Miquel Barceló
Um mundo primitivo, ainda não criado em que se veem os poderes tremendos da natureza em constante movimento de criação e destruição; uma paisagem arrebatadora de um mundo sem fronteiras se apresenta no meu espaço pictórico, simultaneamente abstrato e figurativo. Abordo a superfície também na horizontal com acrílicas e terras coloridas; meu corpo voltado para a tela se sente mais próximo da pintura e, portanto, da terra.
Minha estética está relacionada à percepção da terra como matéria, origem e fim, efemeridade da vida sempre em movimento, uma visão que vibra com a mesma frequência do romantismo do início do séc. XIX, na obra de Caspar Friedrich e com a obra do expressionista abstrato Mark Rothko, que viam o aspecto sagrado no meio natural.

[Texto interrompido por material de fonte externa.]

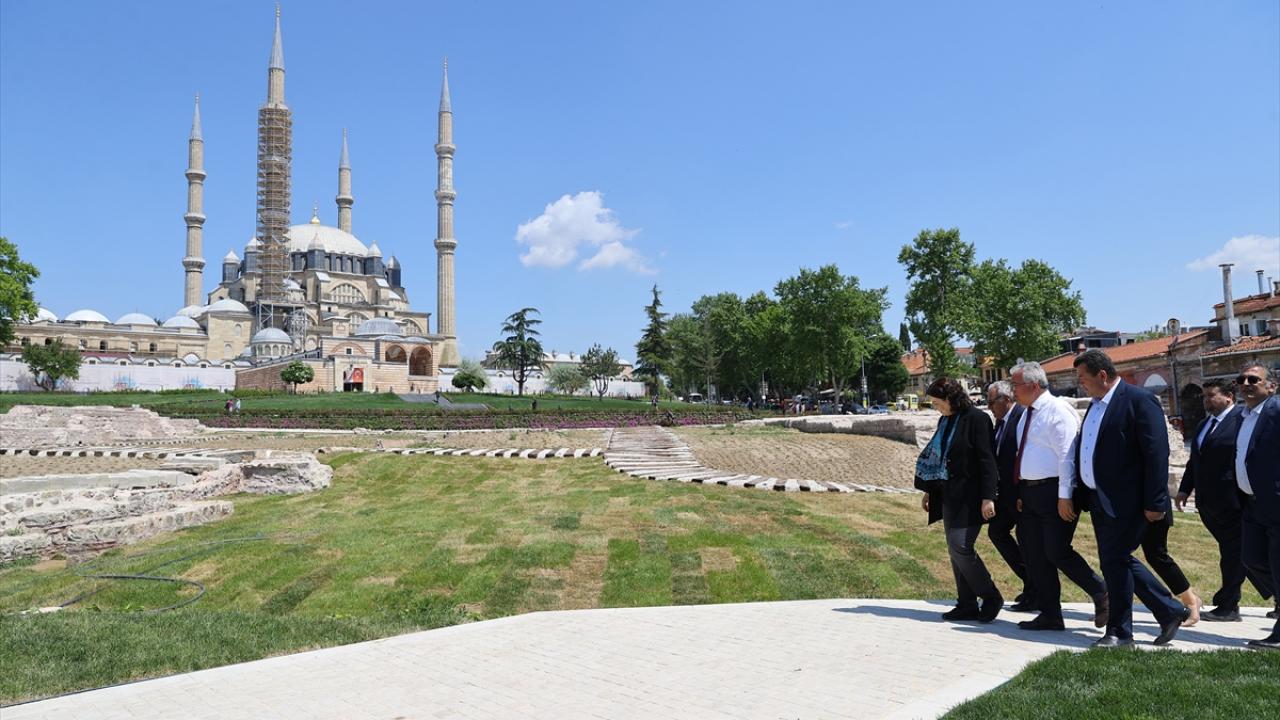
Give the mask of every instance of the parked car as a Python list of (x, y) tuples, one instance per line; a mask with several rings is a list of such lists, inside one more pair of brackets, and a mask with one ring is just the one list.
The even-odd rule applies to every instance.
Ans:
[(888, 415), (889, 407), (887, 405), (872, 405), (867, 412), (872, 415)]

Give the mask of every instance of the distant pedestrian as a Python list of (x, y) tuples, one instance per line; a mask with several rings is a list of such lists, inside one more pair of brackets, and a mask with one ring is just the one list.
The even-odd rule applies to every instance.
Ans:
[(538, 412), (538, 398), (533, 399), (533, 411)]
[(240, 398), (236, 398), (235, 411), (237, 415), (240, 414)]
[(228, 414), (228, 415), (230, 415), (230, 414), (231, 414), (231, 408), (233, 408), (233, 407), (235, 407), (235, 403), (234, 403), (234, 402), (232, 402), (231, 398), (227, 398), (227, 402), (223, 404), (223, 408), (222, 408), (222, 409), (223, 409), (223, 410), (226, 410), (226, 411), (227, 411), (227, 414)]
[[(1241, 368), (1236, 384), (1245, 404), (1235, 457), (1244, 566), (1256, 577), (1266, 578), (1274, 589), (1280, 582), (1280, 400), (1275, 397), (1270, 368), (1260, 363)], [(1280, 650), (1280, 618), (1270, 635), (1248, 644), (1258, 650)]]

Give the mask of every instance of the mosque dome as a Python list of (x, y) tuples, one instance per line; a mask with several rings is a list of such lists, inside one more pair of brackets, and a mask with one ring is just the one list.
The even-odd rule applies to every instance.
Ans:
[(249, 308), (232, 300), (231, 298), (223, 298), (215, 303), (210, 304), (204, 309), (207, 313), (247, 313)]
[(351, 334), (356, 337), (378, 337), (379, 335), (403, 337), (404, 330), (401, 330), (396, 321), (390, 318), (373, 318), (360, 323), (356, 331)]
[(161, 325), (161, 327), (167, 327), (167, 328), (194, 328), (194, 329), (196, 329), (196, 330), (199, 330), (199, 329), (200, 329), (200, 323), (196, 322), (195, 320), (192, 320), (192, 319), (191, 319), (189, 316), (187, 316), (187, 315), (174, 315), (173, 317), (169, 318), (168, 320), (165, 320), (165, 321), (164, 321), (164, 325)]
[(201, 315), (203, 315), (203, 314), (204, 314), (204, 306), (203, 306), (203, 305), (188, 305), (188, 306), (186, 306), (186, 307), (182, 308), (181, 310), (179, 310), (178, 312), (176, 312), (176, 313), (174, 313), (174, 314), (175, 314), (175, 315), (181, 315), (181, 316), (183, 316), (183, 317), (198, 318), (198, 317), (200, 317)]
[(97, 310), (77, 310), (66, 317), (67, 322), (109, 323), (107, 316)]
[(54, 315), (52, 312), (49, 312), (45, 308), (40, 308), (39, 310), (36, 311), (35, 317), (26, 318), (22, 322), (28, 325), (30, 325), (31, 323), (38, 323), (38, 322), (55, 322), (56, 323), (58, 322), (58, 316)]
[(155, 325), (156, 319), (142, 313), (131, 312), (127, 315), (121, 315), (116, 320), (116, 325)]
[(378, 247), (377, 240), (369, 243), (369, 257), (382, 257), (382, 249)]
[(262, 241), (256, 237), (249, 238), (249, 242), (244, 244), (245, 252), (248, 252), (250, 250), (256, 251), (260, 247), (262, 247)]
[(235, 251), (235, 250), (228, 250), (228, 251), (227, 251), (226, 256), (224, 256), (224, 257), (222, 258), (222, 262), (224, 262), (224, 263), (233, 263), (233, 262), (234, 262), (234, 263), (238, 263), (238, 262), (240, 262), (240, 256), (239, 256), (239, 255), (236, 255), (236, 251)]
[(369, 254), (369, 248), (355, 235), (336, 227), (307, 223), (289, 228), (289, 252), (304, 253), (317, 242), (325, 252), (333, 255), (365, 257)]
[(292, 343), (293, 339), (289, 337), (289, 333), (279, 328), (263, 328), (253, 334), (250, 343), (257, 345), (258, 343)]

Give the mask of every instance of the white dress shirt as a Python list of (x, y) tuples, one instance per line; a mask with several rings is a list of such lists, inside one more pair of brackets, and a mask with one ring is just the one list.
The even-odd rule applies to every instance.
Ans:
[[(1233, 404), (1231, 404), (1231, 405), (1228, 405), (1226, 410), (1223, 410), (1222, 412), (1218, 413), (1217, 415), (1210, 415), (1210, 416), (1209, 416), (1209, 422), (1207, 422), (1207, 423), (1205, 423), (1205, 424), (1204, 424), (1204, 429), (1202, 429), (1202, 430), (1200, 431), (1200, 434), (1196, 436), (1196, 447), (1203, 447), (1203, 446), (1204, 446), (1204, 441), (1209, 437), (1209, 428), (1213, 428), (1213, 429), (1214, 429), (1214, 432), (1217, 432), (1217, 430), (1218, 430), (1218, 425), (1221, 425), (1221, 424), (1222, 424), (1222, 421), (1227, 419), (1227, 413), (1229, 413), (1229, 412), (1231, 412), (1232, 410), (1234, 410), (1234, 409), (1235, 409), (1235, 407), (1236, 407), (1236, 406), (1235, 406), (1235, 404), (1233, 403)], [(1216, 425), (1215, 425), (1215, 424), (1214, 424), (1214, 422), (1213, 422), (1214, 420), (1217, 420), (1217, 421), (1218, 421)]]
[(1098, 431), (1102, 428), (1102, 418), (1107, 414), (1111, 397), (1122, 382), (1112, 385), (1101, 400), (1094, 400), (1089, 405), (1089, 414), (1084, 416), (1084, 424), (1080, 427), (1080, 479), (1090, 490), (1098, 489), (1098, 481), (1093, 476), (1093, 451), (1098, 449)]
[(1248, 495), (1253, 494), (1253, 486), (1249, 484), (1249, 470), (1244, 466), (1245, 456), (1249, 452), (1249, 440), (1253, 437), (1253, 428), (1258, 424), (1258, 415), (1262, 408), (1274, 398), (1267, 398), (1258, 403), (1258, 407), (1250, 409), (1244, 406), (1244, 414), (1240, 416), (1240, 432), (1236, 434), (1236, 485)]
[[(1070, 465), (1071, 442), (1075, 440), (1076, 431), (1080, 428), (1080, 417), (1067, 404), (1066, 400), (1050, 395), (1046, 390), (1036, 401), (1031, 403), (1031, 413), (1023, 412), (1018, 421), (1015, 436), (1021, 447), (1022, 439), (1027, 439), (1022, 448), (1022, 479), (1040, 480), (1058, 478), (1058, 497), (1071, 497)], [(1027, 417), (1031, 418), (1031, 427), (1027, 427)]]

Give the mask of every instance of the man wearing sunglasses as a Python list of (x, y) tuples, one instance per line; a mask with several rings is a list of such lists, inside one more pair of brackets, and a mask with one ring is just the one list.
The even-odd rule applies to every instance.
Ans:
[[(1236, 435), (1236, 484), (1240, 489), (1244, 566), (1280, 579), (1280, 401), (1265, 365), (1249, 363), (1236, 378), (1245, 408)], [(1280, 650), (1280, 618), (1271, 634), (1250, 640), (1258, 650)]]

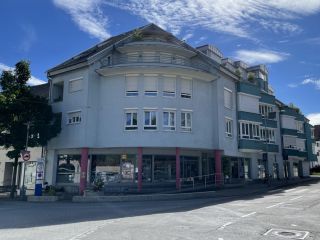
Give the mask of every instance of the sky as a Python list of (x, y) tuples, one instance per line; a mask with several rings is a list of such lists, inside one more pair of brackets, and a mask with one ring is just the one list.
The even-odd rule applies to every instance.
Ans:
[(266, 64), (276, 97), (320, 124), (320, 0), (2, 0), (0, 71), (30, 61), (30, 85), (110, 36), (155, 23), (193, 47)]

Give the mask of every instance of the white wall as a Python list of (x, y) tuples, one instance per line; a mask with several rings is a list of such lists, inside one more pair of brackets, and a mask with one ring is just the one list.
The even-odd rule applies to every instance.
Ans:
[(295, 117), (288, 116), (288, 115), (281, 115), (280, 120), (281, 120), (281, 126), (283, 128), (294, 129), (294, 130), (297, 129)]

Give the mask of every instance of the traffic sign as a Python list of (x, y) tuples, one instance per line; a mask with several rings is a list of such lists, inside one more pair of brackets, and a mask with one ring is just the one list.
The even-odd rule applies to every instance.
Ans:
[(30, 160), (30, 151), (21, 151), (21, 157), (24, 161), (29, 161)]

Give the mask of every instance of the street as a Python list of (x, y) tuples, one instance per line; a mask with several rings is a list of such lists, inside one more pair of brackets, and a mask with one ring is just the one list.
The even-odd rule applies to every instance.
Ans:
[(0, 240), (320, 239), (319, 226), (319, 182), (246, 197), (122, 203), (0, 201)]

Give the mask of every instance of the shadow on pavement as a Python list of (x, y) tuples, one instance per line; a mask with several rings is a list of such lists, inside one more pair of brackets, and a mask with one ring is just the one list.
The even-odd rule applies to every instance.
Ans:
[[(313, 178), (299, 186), (318, 184), (320, 178)], [(0, 229), (31, 228), (87, 221), (100, 221), (150, 214), (175, 213), (196, 210), (203, 207), (229, 203), (236, 200), (262, 199), (267, 195), (281, 194), (291, 186), (280, 189), (263, 185), (226, 189), (217, 192), (216, 197), (190, 200), (165, 200), (117, 203), (30, 203), (24, 201), (0, 201)], [(0, 237), (1, 239), (1, 237)]]

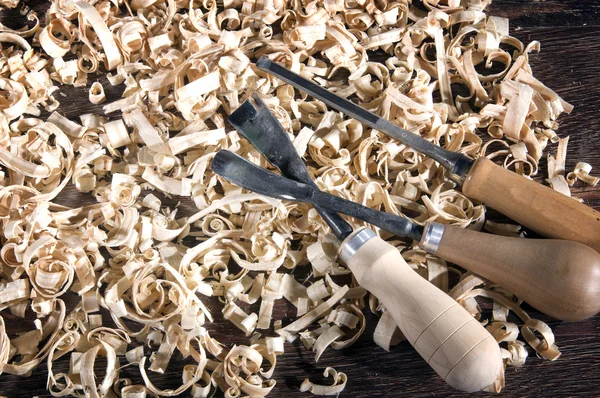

Certamente que o alvoroço tecnológico e mecanicista na arte contemporânea não me passa despercebido; na atualidade, a arte midiática, eletrônica, é o padrão, sem dúvida; mas não creio na eficácia de um discurso crítico que usa a mesma linguagem ou técnica do que pensa criticar. Por isso uso a matéria e técnica que uso e porque tenho escolha. O centro do ser está agora no exterior, no establishment da máquina, a relação do indivíduo com o mundo, com o meio natural que o sustenta está sendo filtrada, mediada por meios mecânicos numa quantidade e velocidade vertiginosas; os cinco sentidos são nossa forma de nos comunicar com o meio natural mas são atrofiados e sufocados pela voragem eletrônica! A crueza da pintura matérica de Tàpies e de Miquel Barcelò me faz vibrar toda a fibra, toda a carne, já que a terra está intimamente ligada à carne e à pele: são materialidade.
Com minha pintura o espectador vai para as entranhas da terra, onde tudo é só elemental, num processo de interiorização, de acolhimento em si mesmo produzindo um movimento oposto ao do cientificismo e ao do mecanicismo exacerbado que puxa a atenção do ser para fora dele mesmo, deixando o bagaço sem centro.
Prefiro viver num mundo vivo, vigoroso, do que no ambiente artificial que o industrialismo do lucro impõe à criatura humana: o vínculo entre homem e natureza é indissolúvel.